By Bobby DeMuro
In the past seven days, two new soda-related studies have been published, both detailing some significant problems associated with overconsumption of sugars, high fructose corn syrup, and caffeine in beverages ranging from Coca-Cola and Pepsi products, to energy drinks from various companies including Red Bull and Monster.
In the first study, performed at the University of Miami’s Miller School of Medicine and published online in
Pediatrics on Valentine’s Day, found through surveys that 30% to 50% of teens and young adults consume energy drinks, although “
we didn’t see evidence that drinks have beneficial effects in improving energy, weight loss, stamina, athletic performance and concentration,” said the study director, noting that most companies who sell energy drinks make claims of improved stamina, energy, and concentration in athletic performance, among other activities.
And the research shows that children and teens — especially those with cardiovascular, renal or liver disease, seizures, diabetes, mood and behavior disorders and hyperthyroidism — are at a higher risk for health complications from these drinks.
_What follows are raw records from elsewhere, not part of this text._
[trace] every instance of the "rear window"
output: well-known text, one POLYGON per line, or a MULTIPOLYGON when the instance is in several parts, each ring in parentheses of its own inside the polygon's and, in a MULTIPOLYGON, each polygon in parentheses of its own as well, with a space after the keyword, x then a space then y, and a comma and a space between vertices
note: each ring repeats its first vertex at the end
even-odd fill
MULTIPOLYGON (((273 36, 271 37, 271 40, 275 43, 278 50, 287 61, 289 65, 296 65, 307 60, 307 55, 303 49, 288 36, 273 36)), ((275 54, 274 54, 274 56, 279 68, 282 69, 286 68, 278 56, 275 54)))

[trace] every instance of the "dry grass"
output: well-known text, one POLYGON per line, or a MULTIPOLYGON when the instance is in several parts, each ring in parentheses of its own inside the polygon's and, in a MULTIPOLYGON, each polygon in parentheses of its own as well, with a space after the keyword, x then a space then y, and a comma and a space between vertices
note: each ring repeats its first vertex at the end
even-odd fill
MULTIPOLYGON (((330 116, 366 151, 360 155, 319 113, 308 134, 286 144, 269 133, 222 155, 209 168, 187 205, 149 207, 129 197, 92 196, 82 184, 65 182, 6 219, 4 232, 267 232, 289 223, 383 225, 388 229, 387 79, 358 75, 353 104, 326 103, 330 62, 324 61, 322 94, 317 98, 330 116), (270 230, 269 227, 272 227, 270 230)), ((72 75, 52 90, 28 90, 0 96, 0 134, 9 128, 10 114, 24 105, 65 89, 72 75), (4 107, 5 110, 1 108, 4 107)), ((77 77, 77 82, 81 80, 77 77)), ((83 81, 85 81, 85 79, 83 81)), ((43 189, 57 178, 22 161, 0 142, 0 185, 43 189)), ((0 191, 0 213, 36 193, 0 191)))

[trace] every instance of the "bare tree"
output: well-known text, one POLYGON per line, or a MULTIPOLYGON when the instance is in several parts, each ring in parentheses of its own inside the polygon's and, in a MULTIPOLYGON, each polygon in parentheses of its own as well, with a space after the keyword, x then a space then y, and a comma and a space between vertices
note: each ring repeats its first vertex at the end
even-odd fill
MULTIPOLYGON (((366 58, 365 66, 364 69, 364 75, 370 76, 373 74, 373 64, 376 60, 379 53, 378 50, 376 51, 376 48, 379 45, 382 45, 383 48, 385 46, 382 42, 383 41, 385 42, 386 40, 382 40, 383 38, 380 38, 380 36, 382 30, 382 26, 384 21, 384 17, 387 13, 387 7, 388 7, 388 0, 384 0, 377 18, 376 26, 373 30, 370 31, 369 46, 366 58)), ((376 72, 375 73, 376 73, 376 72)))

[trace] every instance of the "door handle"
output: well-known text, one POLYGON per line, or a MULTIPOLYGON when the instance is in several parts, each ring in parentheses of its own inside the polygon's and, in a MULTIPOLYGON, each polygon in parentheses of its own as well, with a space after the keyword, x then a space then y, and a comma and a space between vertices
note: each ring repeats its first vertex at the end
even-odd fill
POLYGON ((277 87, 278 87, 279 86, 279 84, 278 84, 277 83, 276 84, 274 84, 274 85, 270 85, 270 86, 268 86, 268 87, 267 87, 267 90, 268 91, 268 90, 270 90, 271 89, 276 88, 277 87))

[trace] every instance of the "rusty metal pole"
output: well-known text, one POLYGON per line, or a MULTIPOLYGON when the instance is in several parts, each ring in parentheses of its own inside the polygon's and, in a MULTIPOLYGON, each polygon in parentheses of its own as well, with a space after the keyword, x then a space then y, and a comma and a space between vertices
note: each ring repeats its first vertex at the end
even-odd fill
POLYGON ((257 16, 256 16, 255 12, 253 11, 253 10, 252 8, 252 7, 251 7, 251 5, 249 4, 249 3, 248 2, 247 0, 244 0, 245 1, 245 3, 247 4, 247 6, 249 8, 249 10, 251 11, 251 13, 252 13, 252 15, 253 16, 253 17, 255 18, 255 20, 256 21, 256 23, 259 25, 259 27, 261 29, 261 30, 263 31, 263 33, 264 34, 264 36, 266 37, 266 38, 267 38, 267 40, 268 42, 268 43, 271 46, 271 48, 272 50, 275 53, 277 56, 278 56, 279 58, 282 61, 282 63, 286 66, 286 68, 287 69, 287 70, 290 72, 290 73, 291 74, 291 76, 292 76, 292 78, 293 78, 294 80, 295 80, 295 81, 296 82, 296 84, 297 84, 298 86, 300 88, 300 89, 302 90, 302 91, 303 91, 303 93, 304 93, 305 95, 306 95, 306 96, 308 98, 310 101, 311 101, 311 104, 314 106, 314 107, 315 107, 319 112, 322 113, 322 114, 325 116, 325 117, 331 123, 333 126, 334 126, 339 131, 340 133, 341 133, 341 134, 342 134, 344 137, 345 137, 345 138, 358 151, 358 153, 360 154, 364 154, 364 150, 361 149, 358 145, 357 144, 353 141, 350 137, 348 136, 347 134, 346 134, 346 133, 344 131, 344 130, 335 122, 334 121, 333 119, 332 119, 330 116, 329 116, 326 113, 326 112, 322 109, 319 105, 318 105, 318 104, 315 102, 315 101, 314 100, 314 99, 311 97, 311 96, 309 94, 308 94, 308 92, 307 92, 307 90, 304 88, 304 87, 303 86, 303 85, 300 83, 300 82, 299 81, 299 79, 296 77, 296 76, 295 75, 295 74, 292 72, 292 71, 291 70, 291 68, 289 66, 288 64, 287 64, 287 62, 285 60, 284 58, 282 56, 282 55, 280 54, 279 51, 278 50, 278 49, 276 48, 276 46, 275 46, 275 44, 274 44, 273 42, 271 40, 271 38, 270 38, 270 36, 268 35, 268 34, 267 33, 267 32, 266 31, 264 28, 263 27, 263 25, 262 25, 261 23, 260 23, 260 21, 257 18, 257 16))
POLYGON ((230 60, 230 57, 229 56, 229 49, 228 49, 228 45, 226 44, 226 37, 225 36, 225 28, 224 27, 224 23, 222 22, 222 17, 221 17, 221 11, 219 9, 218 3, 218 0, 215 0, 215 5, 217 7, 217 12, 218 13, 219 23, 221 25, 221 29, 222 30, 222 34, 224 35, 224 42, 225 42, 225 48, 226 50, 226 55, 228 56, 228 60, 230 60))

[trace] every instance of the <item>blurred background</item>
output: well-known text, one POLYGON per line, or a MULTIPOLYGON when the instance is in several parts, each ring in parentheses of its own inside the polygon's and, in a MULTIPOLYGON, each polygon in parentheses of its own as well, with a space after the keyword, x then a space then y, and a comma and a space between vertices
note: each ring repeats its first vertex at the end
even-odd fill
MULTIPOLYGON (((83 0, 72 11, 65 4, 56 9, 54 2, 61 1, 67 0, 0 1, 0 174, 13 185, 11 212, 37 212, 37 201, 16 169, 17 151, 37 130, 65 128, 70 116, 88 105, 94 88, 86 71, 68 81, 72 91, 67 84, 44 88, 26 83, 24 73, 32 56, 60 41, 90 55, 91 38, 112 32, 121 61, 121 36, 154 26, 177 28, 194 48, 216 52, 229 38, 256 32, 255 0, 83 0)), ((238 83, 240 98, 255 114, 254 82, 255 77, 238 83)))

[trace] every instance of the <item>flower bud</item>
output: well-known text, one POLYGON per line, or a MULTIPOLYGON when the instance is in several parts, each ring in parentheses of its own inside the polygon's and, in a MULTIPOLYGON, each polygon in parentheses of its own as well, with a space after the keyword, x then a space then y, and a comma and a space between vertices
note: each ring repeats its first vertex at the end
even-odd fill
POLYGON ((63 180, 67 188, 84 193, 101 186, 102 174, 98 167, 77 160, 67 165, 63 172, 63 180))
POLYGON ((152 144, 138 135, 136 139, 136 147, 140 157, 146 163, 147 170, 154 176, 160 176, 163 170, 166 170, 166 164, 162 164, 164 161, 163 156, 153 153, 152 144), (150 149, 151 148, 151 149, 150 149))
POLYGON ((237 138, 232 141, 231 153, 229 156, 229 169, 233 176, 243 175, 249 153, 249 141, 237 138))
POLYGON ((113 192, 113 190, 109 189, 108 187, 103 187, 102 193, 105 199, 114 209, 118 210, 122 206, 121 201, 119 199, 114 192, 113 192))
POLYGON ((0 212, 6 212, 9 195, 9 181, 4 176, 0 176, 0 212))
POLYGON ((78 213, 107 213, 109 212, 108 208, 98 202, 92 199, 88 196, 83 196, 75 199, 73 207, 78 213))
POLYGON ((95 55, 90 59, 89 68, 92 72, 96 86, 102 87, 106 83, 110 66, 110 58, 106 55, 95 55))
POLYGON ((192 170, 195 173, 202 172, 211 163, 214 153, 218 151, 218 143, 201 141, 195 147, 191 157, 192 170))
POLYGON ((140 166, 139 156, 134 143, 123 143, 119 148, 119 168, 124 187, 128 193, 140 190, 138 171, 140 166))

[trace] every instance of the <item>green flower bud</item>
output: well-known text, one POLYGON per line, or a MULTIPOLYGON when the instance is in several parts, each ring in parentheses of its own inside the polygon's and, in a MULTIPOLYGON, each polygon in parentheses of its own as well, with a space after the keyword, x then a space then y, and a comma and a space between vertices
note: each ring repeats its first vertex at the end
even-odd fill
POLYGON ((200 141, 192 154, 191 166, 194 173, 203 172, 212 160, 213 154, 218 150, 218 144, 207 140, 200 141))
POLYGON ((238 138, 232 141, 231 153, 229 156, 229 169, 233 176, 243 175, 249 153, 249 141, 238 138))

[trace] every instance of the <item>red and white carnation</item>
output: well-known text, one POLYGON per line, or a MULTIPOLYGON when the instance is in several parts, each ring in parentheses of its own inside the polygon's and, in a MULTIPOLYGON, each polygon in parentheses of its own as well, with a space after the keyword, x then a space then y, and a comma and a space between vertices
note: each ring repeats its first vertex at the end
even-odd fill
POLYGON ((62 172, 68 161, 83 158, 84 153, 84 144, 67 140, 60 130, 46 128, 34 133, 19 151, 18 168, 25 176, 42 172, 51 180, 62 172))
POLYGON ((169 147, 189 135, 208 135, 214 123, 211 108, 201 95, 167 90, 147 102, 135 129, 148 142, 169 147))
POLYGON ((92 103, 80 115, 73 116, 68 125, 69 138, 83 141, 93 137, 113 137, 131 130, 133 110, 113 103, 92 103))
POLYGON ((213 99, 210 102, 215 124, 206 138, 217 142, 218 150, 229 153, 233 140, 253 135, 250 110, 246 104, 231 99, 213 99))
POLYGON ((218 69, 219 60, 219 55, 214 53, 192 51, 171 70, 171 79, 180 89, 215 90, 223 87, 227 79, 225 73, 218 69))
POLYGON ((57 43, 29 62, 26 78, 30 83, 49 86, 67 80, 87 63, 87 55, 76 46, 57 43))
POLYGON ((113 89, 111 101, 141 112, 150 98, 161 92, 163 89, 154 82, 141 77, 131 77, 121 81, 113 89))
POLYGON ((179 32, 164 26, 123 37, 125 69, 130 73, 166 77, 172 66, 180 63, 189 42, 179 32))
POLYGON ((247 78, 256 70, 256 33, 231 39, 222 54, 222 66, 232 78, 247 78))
In countries that track adverse events from energy drinks (the United States, unfortunately, does not), cases of agitation, liver damage, kidney failure, psychosis and a heart attack in a 23-year-old have been consistently reported. Nearly half of the 5,448 caffeine overdoses reported in the United States in 2007 occurred in people under the age of 19, the study noted although these were not all directly tied to energy drinks.
Caffeine can affect young people more than adults, because they may not have developed tolerance for it and their bodies may be smaller, said Bruce Goldberger, director of toxicology at the University of Florida College of Medicine, who has studied energy drinks.
Currently, the FDA limits caffeine drinks to 71 mg per 12-ounce serving, but energy drink makers get around the rule by labeling their products “natural,” and as a dietary supplement rather than as a food or drink.
In the second study, Washington, D.C.-based Center for Science in the Public Interest filed a petition Wednesday
asking that the U.S. Food and Drug Administration ban two types of carcinogenic chemicals often labeled as “caramel coloring,” most often on products like Coca-Cola, Pepsi and other dark-colored colas.
According to CSPI, from a study by the University of California, Davis, the artificial brown/caramel coloring is made by reacting sugars with ammonia and sulfites under high pressure and temperatures.
Those reactions, in the words of the letter to the FDA, “result in the formation of 2-methylimidazole and 4 methylimidazole, which in government-conducted studies caused lung, liver, or thyroid cancer or leukemia in laboratory mice or rats.”